Lenovo Group Ltd. is on course to becoming the world’s third largest supplier of commodity servers after regulators signed off on a multi-billion dollar deal that will see it take over IBM’s x86 business. The acquisition is expected to complete on Wednesday, three months behind the expected schedule outlined when the companies first revealed plans for the sale in January.
The transaction hit a snag just over halfway into the handover process when CFIUS, the federal body responsible for assessing the national security implications of major international transactions involving American firms, failed to approve the acquisition within the initial 75-day review period. Analysts pinned the holdup on the sensitive nature of Washington’s relationship with China, which forced IBM and Lenovo to refile their papers in hopes of receiving an extension. The hassle would prove worthwhile.
A few weeks short of the second deadline, CFIUS was finally swayed. The anti-monopoly bureau of China’s Ministry of Commerce followed suit in giving the green light a month later, paving the way for the transaction to proceed. The last leg of the journey mostly went smoothly from there, with the relatively minor exception of $200 million that had to be shaved off the original $2.3 billion price tag due to a change in the valuation of inventory and deferred revenue liability, according to Lenovo.

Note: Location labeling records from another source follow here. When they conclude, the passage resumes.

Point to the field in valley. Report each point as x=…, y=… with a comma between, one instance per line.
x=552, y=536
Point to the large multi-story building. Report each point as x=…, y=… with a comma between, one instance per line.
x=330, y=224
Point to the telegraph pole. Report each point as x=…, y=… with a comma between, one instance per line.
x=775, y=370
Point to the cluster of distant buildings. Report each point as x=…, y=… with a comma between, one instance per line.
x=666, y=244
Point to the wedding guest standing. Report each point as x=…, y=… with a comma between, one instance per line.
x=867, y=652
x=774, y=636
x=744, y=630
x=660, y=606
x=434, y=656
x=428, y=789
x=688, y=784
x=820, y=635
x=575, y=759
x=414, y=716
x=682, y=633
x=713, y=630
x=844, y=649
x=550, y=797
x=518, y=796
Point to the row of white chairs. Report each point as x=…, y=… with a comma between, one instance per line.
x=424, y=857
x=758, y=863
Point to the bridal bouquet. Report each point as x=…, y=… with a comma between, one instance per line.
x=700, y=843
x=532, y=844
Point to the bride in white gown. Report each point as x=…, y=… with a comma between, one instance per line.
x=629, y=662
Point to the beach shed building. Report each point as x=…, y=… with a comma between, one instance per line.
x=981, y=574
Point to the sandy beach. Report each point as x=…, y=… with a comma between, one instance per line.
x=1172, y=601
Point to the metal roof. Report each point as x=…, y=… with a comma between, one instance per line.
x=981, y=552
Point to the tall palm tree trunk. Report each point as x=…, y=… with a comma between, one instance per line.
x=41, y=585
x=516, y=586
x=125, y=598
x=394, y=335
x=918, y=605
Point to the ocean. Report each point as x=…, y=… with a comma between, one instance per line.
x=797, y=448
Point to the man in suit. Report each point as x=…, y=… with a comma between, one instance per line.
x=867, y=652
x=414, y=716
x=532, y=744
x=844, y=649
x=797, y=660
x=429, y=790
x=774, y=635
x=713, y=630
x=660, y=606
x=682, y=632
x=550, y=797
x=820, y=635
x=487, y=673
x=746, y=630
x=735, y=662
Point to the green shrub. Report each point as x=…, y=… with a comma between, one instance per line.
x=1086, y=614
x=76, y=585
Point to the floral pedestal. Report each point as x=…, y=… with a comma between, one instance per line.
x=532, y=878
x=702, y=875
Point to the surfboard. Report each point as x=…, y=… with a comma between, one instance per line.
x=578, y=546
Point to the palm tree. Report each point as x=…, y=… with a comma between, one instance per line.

A few hundred million dollars here or there don’t diminish from the strategic importance of the deal to either firm. Leaving the cutthroat x86 server segment will free up IBM to focus on more profitable areas such as cloud computing and analytics, while Lenovo is gaining a ticket into a $42 billion market that, although fiercely competitive, is nonetheless growing steadily. The same can’t be said for the PC industry, where the Chinese manufacturer maintains a leadership position (thanks in no small part to its acquisition of Big Blue’s personal computing business in 2004) and which has been declining at an accelerating rate over the last few years.
Under the terms of the soon-to-be-closed deal, Lenovo will absorb IBM’s freshly expanded System x family along with the BladeCenter and Flex System blade servers and switches, Flex pre-configured appliances and NeXtScale and iDataPlex machines, plus all the associated software and operations. Big Blue, for its part, will hold onto its System z mainframes, Power Systems, Storage Systems and Power-based Flex servers as well as the PureApplication and PureData appliances.